Cynthia wrote: re Highland march:

Rather, Mike told me it was a "swinging fast walk". Maybe he
was thinking of the kilts, but a "louping jog" could fit the description as well.
I think the great kilt (full thingy, huge length of fabric in one piece for cloak and all) pretty much forces a swinging walk on the flat. For battle the Highlanders discarded their philamor and fought in their smalls, must have looked like a load of Marley's ghost actors weilding claymores instead of candles.


The theories I've heard (and, well, developed) on the harped brosnachadh are that it would have been performed in the camp either the night before the battle or the morning of the battle.
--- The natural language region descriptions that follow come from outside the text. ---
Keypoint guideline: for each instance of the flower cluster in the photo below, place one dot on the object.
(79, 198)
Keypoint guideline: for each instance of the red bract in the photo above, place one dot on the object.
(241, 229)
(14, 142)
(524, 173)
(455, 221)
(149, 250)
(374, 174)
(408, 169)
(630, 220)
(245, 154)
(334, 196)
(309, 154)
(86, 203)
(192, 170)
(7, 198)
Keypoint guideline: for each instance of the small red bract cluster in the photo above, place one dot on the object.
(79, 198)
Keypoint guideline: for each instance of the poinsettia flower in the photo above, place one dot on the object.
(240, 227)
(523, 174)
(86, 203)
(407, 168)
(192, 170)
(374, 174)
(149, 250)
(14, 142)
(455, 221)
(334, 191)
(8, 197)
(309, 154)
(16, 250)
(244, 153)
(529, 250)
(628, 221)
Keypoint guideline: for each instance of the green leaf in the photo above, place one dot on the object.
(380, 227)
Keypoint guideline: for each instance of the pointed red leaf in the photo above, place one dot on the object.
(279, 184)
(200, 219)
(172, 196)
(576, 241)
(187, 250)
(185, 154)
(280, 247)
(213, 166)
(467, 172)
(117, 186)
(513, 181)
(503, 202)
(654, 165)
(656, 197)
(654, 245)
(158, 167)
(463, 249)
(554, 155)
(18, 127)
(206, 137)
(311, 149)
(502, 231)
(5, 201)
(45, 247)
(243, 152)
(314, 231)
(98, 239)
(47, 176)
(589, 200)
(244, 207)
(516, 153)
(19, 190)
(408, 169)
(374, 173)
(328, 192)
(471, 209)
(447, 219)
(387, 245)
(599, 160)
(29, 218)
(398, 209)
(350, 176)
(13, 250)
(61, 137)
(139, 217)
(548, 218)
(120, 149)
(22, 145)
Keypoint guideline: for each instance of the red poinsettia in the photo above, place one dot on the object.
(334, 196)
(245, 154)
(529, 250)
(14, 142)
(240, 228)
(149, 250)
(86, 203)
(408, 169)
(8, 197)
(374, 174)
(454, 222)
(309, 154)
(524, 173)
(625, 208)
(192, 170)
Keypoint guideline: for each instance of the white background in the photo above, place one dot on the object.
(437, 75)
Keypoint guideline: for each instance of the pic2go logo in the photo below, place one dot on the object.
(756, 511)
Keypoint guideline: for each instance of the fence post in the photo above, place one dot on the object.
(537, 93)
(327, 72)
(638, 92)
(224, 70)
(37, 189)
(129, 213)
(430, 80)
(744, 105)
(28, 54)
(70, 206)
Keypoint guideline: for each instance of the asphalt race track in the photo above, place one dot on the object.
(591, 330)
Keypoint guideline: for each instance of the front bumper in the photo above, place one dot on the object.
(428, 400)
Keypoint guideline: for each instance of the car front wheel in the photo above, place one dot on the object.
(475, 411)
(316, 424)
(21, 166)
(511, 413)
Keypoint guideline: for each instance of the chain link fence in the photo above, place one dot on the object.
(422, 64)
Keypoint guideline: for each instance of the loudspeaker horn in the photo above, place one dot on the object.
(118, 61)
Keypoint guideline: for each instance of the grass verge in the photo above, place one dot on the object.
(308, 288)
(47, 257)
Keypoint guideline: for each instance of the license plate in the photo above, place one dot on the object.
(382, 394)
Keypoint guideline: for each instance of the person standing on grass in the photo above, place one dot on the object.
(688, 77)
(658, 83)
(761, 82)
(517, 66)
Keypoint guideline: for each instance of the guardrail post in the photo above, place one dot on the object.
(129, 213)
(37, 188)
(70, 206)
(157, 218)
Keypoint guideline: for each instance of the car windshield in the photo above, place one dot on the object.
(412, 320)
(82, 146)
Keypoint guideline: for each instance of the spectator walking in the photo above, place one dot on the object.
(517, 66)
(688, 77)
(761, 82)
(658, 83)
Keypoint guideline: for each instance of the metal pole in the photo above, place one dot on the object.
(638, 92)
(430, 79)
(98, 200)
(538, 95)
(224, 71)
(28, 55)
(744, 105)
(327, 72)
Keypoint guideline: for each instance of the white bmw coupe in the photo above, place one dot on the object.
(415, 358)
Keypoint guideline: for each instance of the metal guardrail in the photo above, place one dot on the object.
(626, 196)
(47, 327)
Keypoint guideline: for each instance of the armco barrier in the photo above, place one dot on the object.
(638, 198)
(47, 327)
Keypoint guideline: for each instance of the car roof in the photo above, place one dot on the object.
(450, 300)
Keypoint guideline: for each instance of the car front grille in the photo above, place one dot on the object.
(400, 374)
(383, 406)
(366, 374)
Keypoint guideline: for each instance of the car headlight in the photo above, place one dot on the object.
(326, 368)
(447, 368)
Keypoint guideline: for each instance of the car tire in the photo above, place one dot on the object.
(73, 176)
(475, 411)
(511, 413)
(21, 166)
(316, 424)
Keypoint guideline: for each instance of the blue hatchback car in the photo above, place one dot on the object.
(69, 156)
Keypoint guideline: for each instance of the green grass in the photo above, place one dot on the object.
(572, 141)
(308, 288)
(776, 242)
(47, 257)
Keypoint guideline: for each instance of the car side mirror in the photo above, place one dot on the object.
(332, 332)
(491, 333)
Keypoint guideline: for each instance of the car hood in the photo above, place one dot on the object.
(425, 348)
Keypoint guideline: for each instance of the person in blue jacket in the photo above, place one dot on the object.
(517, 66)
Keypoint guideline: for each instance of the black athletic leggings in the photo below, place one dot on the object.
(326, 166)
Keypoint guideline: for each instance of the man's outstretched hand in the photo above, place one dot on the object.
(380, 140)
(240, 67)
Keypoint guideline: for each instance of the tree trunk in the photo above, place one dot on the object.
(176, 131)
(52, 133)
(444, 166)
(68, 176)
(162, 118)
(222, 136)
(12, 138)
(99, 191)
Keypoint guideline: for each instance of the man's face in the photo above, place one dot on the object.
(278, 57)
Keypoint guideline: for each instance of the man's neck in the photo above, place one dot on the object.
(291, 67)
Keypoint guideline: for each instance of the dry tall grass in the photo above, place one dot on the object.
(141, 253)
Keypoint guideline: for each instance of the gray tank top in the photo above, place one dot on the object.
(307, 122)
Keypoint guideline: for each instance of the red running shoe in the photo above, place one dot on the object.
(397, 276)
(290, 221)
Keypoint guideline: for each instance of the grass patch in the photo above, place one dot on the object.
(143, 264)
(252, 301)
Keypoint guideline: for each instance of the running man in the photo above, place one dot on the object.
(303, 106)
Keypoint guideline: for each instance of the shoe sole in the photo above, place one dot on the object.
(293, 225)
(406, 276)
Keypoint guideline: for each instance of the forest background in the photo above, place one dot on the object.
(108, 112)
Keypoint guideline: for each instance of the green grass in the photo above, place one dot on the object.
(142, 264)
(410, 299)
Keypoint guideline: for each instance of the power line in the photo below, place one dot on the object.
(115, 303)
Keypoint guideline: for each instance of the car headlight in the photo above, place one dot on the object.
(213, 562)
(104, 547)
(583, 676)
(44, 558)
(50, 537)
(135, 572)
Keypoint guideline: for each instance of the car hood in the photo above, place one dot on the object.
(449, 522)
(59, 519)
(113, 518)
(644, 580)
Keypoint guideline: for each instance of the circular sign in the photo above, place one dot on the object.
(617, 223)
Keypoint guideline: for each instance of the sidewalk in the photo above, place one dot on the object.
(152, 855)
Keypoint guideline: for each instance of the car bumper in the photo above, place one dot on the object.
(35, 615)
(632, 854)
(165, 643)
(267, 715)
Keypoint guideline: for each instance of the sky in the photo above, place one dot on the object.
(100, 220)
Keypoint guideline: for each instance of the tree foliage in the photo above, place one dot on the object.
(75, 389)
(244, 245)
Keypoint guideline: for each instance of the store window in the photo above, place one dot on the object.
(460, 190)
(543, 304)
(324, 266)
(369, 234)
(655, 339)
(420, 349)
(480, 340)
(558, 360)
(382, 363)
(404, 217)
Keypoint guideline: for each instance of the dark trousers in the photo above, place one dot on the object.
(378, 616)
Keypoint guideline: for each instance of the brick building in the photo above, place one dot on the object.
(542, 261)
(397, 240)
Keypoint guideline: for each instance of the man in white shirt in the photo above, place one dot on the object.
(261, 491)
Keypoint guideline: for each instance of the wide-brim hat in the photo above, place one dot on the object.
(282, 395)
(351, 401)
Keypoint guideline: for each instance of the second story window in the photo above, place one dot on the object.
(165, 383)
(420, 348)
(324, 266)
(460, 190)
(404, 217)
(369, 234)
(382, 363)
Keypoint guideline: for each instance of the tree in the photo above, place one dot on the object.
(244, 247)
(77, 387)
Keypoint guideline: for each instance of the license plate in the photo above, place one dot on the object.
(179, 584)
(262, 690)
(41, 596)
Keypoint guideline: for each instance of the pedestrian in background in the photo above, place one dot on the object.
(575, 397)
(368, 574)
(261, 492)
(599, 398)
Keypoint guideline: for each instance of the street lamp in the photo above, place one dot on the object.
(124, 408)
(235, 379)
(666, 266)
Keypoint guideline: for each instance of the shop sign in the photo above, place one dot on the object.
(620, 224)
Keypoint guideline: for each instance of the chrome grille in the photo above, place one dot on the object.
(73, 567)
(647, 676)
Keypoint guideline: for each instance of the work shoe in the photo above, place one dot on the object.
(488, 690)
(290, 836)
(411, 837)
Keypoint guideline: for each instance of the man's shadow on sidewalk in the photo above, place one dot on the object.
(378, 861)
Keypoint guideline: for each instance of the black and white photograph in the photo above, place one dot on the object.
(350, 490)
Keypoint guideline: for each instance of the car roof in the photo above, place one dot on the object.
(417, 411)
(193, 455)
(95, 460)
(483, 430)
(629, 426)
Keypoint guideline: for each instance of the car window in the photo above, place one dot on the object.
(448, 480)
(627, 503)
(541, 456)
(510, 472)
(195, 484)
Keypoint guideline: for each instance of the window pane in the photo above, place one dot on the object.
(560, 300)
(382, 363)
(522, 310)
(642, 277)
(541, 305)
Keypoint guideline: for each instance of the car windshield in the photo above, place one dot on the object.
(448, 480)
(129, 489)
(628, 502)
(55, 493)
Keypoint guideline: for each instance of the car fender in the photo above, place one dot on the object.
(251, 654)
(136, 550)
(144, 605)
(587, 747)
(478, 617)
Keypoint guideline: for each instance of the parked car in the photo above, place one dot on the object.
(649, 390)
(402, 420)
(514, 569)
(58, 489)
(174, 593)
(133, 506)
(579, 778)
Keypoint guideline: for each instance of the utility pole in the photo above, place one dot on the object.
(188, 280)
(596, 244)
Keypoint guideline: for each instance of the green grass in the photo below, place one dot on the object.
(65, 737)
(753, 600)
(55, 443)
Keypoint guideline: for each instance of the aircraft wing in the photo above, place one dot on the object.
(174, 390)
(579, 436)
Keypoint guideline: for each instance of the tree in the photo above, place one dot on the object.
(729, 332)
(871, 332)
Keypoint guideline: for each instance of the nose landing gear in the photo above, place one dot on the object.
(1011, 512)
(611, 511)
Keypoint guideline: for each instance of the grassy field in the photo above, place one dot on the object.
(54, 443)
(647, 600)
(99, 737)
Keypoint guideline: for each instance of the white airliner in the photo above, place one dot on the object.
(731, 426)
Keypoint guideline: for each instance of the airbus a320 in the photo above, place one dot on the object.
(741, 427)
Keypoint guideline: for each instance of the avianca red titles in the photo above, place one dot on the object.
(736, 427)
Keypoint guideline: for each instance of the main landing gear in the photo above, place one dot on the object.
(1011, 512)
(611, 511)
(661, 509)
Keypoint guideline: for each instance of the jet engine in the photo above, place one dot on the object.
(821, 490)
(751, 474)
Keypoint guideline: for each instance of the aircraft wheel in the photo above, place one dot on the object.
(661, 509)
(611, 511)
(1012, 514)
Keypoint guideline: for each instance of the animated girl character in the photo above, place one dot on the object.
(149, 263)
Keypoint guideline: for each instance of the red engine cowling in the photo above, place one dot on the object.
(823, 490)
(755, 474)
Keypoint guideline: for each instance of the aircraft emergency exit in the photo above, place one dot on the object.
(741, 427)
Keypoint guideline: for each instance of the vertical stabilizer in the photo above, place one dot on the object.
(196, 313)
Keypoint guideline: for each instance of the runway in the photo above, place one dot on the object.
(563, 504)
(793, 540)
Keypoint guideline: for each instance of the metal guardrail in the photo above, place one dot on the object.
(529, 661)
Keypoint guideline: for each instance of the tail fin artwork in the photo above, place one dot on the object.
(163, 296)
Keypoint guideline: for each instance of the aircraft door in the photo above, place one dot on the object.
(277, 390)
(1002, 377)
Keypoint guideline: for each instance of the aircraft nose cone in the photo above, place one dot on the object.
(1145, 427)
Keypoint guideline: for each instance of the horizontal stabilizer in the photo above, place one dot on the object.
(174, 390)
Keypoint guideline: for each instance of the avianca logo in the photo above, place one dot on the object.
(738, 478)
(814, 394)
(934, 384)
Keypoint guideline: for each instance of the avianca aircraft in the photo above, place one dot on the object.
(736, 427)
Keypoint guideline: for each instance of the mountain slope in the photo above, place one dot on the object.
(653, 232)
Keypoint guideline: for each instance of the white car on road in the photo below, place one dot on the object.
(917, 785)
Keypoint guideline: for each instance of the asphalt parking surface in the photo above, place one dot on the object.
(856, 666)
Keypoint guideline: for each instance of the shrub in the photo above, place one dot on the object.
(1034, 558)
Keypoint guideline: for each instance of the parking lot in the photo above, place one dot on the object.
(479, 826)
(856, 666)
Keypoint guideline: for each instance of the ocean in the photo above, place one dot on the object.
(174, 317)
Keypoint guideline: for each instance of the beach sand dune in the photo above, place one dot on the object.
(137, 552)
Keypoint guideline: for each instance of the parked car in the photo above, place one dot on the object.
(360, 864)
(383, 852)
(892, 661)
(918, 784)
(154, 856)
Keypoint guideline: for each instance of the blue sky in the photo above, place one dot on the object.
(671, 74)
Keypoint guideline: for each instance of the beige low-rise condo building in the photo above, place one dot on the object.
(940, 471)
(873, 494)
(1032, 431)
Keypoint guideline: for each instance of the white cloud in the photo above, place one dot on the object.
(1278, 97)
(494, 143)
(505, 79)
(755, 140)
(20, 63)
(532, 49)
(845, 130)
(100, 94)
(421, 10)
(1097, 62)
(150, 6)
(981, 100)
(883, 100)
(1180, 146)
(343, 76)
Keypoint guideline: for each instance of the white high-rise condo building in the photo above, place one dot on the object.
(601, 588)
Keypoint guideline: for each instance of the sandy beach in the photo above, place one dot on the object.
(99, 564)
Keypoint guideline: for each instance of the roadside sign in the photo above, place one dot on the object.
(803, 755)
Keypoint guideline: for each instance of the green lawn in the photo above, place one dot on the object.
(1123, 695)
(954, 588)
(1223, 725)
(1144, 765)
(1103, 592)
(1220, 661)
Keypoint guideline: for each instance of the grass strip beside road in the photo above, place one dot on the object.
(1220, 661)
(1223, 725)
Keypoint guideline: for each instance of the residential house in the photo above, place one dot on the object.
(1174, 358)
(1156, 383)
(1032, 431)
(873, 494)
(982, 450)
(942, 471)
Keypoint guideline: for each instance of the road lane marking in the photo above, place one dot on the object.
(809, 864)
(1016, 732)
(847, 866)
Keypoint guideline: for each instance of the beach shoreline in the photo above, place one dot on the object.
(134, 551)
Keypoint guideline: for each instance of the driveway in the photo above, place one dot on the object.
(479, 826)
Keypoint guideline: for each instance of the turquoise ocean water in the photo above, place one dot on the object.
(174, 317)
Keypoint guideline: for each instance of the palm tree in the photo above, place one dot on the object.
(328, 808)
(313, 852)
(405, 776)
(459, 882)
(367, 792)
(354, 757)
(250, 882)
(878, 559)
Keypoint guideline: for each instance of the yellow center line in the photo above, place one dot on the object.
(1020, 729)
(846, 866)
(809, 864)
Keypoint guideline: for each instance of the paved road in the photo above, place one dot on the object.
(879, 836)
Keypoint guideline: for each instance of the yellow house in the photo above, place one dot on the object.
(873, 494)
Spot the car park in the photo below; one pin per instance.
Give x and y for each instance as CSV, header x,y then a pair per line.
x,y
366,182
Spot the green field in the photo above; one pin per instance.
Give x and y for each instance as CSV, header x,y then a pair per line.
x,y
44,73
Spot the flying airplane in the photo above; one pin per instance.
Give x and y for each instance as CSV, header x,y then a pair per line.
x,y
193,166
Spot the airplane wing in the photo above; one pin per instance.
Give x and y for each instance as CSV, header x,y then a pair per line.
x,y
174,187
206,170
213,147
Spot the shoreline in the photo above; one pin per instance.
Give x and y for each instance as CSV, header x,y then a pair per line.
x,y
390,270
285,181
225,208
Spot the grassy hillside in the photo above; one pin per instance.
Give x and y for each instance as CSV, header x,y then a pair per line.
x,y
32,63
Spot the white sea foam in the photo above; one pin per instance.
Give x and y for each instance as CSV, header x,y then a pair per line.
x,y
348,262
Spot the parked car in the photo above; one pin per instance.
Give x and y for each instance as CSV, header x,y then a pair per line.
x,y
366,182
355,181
Maybe just for the "generals". The concept of a ritual stand-off that you refer to is intriguing. Can you share more? (And if everyone else is groaning right now, let us know...we can take our conversation off to a quiet corner.)

A lot of my info is from rather doubtful sources like 'Waverley Anecdotes' (1833 - no author identified!) which in turn quote old accounts. The early Highland clan chiefs had champions - eventually becoming a hereditary thing - and they must originally have had some purpose. There's a load of stuff out there about the courtesy of Highlanders towards their enemies, and in the Borders (different ethnic group, but many shared principles of rapine, theft etc) it's said that battles were sometimes over without any blood being spilled. The real object was to take prisoners and then ransom them, and it was so formalised that the prisoner would be taken, would agree to pay his ransom immediately, would then be released and have to sit on the sidelines agreeing not to fight any more - like a chess piece taken off the board.

Small inter-clan battles governed by rules of ransom, blood-money and blood-feud must have been a very strange mixture of extreme violence and caution. Kill someone, and you would either have to pay a substantial amount to their clan, or suffer a state of feud for generations; take them a live prisoner, unharmed, and they would pay you instead. Not only that, they might respect you and in a future battle would endeavour to ensure they took YOU prisoner in return since being taken prisoner was a good way to ensure safety.

I bet that while all this courteous bloodshed was happening for the chiefs and their families, a load of the peasantry was getting wiped out on their behalf. I think the harpers were honoured and protected as if family members. They could well have been known to both sides in a dispute.